The first year of the program takes students from the 17th-century colonial period through the end of the Civil War – what she calls the “forest, farm and battlefield” landscape – while the second year covers the 20th century, or the urban and suburban landscape.
“We look at what the landscape was like and how it formed identity and society in general,” she explains. “This is what gives faculty members such freedom in looking at representation, who should be better known and why it matters.”
Part of the goal with teaching herstory is making it relevant to 21st-century students. Teachers of various disciplines incorporate visits to historical sites and museums such as Henricus, Pamplin Park, Monticello and the Valentine into the curriculum as a way of bringing the women to life. “We start with the women who have had biographies written for them – Pocahontas, Sally Hemings – and move into lesser known figures like Keckley,” Byrd says.
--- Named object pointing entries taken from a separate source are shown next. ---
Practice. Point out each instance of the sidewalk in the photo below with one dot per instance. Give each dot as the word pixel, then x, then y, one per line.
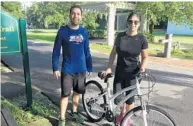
pixel 173 90
pixel 172 61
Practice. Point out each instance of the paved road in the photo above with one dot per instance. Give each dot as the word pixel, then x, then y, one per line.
pixel 173 90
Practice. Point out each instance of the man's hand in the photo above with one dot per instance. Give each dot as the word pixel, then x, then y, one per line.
pixel 89 73
pixel 142 69
pixel 57 74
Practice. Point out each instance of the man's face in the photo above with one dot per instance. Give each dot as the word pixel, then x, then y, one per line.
pixel 134 23
pixel 75 16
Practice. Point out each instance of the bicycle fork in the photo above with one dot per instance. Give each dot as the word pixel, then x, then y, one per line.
pixel 144 109
pixel 144 112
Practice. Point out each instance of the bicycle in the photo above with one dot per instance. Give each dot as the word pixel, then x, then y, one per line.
pixel 99 103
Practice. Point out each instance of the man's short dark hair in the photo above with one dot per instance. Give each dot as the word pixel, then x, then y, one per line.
pixel 75 6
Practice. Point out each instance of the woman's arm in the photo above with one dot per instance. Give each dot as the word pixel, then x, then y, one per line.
pixel 144 59
pixel 111 60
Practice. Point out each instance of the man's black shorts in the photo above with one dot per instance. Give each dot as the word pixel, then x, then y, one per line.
pixel 72 80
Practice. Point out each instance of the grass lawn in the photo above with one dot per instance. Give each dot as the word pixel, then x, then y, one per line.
pixel 185 42
pixel 41 108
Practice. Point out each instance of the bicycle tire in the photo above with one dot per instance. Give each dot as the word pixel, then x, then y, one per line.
pixel 132 114
pixel 85 101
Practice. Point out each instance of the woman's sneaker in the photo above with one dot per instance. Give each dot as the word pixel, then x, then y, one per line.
pixel 76 116
pixel 62 122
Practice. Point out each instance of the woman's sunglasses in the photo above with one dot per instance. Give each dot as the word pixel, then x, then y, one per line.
pixel 132 21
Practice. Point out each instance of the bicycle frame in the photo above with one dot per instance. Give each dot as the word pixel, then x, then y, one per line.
pixel 135 90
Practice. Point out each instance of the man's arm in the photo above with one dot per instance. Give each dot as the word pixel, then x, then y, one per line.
pixel 87 54
pixel 56 54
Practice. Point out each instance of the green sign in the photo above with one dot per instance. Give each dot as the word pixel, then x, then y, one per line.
pixel 13 41
pixel 10 34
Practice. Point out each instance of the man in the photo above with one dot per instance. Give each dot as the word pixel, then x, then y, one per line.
pixel 76 62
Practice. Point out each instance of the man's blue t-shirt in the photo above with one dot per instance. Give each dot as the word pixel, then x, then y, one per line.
pixel 75 50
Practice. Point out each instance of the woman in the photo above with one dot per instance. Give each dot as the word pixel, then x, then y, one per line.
pixel 128 46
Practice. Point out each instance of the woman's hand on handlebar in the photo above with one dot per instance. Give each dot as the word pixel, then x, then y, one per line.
pixel 107 71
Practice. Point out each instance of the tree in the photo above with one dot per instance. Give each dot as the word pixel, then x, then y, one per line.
pixel 14 8
pixel 176 12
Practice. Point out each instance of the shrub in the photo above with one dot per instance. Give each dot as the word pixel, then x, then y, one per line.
pixel 97 34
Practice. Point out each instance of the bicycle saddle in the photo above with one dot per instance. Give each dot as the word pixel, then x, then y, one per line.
pixel 102 76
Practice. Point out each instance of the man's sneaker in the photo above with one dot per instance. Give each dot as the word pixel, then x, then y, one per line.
pixel 62 123
pixel 76 116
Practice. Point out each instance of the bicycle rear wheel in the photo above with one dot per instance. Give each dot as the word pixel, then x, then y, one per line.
pixel 93 103
pixel 155 117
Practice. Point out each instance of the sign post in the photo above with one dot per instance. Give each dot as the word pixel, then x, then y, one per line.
pixel 14 41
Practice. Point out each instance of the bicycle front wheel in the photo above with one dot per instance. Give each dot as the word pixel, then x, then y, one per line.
pixel 93 101
pixel 154 116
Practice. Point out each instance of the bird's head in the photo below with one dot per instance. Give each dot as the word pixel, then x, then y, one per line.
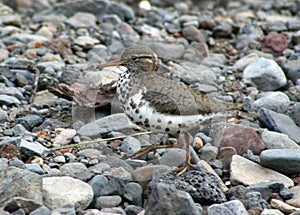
pixel 137 58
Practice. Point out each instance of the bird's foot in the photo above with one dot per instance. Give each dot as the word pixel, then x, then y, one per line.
pixel 148 149
pixel 184 168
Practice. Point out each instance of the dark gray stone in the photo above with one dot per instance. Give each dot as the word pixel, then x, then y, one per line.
pixel 166 199
pixel 279 122
pixel 22 183
pixel 286 161
pixel 204 187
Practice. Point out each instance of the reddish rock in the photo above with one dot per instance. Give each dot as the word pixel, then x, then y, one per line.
pixel 241 138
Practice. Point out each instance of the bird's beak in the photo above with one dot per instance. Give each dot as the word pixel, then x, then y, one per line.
pixel 111 63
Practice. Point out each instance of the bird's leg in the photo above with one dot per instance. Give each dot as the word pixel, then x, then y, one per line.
pixel 187 164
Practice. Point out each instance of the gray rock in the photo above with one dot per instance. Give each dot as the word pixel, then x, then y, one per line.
pixel 130 145
pixel 286 161
pixel 73 168
pixel 16 204
pixel 60 191
pixel 97 183
pixel 275 140
pixel 115 122
pixel 34 167
pixel 108 201
pixel 30 121
pixel 231 207
pixel 273 100
pixel 166 199
pixel 280 122
pixel 21 183
pixel 32 148
pixel 9 100
pixel 204 187
pixel 41 211
pixel 82 20
pixel 133 193
pixel 265 74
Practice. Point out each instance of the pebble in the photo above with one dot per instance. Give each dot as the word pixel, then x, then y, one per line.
pixel 265 74
pixel 59 191
pixel 280 160
pixel 247 172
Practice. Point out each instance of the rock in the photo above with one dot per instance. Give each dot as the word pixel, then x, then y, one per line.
pixel 241 138
pixel 82 20
pixel 173 157
pixel 133 193
pixel 108 201
pixel 115 122
pixel 130 145
pixel 32 148
pixel 204 187
pixel 21 183
pixel 279 122
pixel 282 206
pixel 73 168
pixel 59 191
pixel 247 172
pixel 275 140
pixel 265 74
pixel 231 207
pixel 273 101
pixel 65 137
pixel 165 199
pixel 285 161
pixel 30 121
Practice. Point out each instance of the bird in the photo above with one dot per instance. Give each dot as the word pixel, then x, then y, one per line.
pixel 161 104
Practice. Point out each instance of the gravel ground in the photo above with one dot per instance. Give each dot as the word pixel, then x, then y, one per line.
pixel 64 139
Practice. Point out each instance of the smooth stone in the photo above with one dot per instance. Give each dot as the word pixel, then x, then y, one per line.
pixel 134 193
pixel 231 207
pixel 115 122
pixel 241 138
pixel 173 157
pixel 108 201
pixel 165 199
pixel 21 183
pixel 275 140
pixel 73 168
pixel 244 171
pixel 273 101
pixel 59 191
pixel 279 122
pixel 32 148
pixel 130 145
pixel 285 161
pixel 284 207
pixel 295 200
pixel 265 74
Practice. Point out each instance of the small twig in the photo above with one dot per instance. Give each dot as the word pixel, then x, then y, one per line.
pixel 97 141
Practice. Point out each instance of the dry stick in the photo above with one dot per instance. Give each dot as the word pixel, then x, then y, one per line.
pixel 97 141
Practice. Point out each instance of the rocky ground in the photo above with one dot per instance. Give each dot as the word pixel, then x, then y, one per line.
pixel 52 96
Keckley, a former slave, was eventually able to buy her freedom, after which she moved to Washington, opened a wildly successful dressmaking business employing 20 seamstresses and later became dresser and confidante to Mary Todd Lincoln. Byrd says students, male and female, are very into studying these women and that teaching them has re-invigorated classes because it makes history relevant.
Mary Bowser’s story is as unlikely as Keckley’s: A young black woman, given her freedom and educated in the North, returns to the South and spies for the Union during the Civil War by posing as a slave, infiltrating spaces no white spy could go, including the Confederate White House.
The program is spread across multiple disciplines, with creative writing students writing about Hemings and American literature students watching films on Pocahontas and Hemings, but at home, not in class. “The students were on it, which made it very exciting for the teachers,” says Byrd of the work done at home. “They were fascinated that there were scandals back then, just like the Kardashians now.”
The grant is an award of $97,000 which funds several programs each year through December 20 21 and two summer programs, one for students and one for faculty training in life writing, place studies and the grant’s historical periods. As a way of bringing the community into the re-envisioning of central Virginia Herstory, a series of four public lectures are planned for each school year.
The next one centers on the long-time rumors about the espionage credited to Church Hill resident Mary Bowser as part of the pro-Union intelligence ring run by Elizabeth Van Lew, daughter of the white family who enslaved Mary. Historian and novelist Lois Leveen spent more than a decade researching the woman behind the rumors – whose name was actually Mary Jane Denman – and shares her findings on Denman’s life, before, during and after the Civil War in the upcoming talk.
Byrd’s goal in getting the grant and establishing the cross-curriculum was to connect students to the school and its environs. She was surprised to realize that even Petersburg students didn’t know about the local women who had changed history, much less what they had accomplished. “The students are willing to accept that they didn’t know these women’s stories, but once they start learning them, they’re angry they haven’t been taught it,” she says.
With an eye to the future, Byrd attached one upper level class to the grant in hopes she could interest some students in minoring in the subject.
“Our students come to us already suspicious of mainstream history, so this program is a perfect confluence of interest,” she says. “We want students to realize that they’re not just biding time while they’re at the university. They’re connected to this place and its people while they’re here.”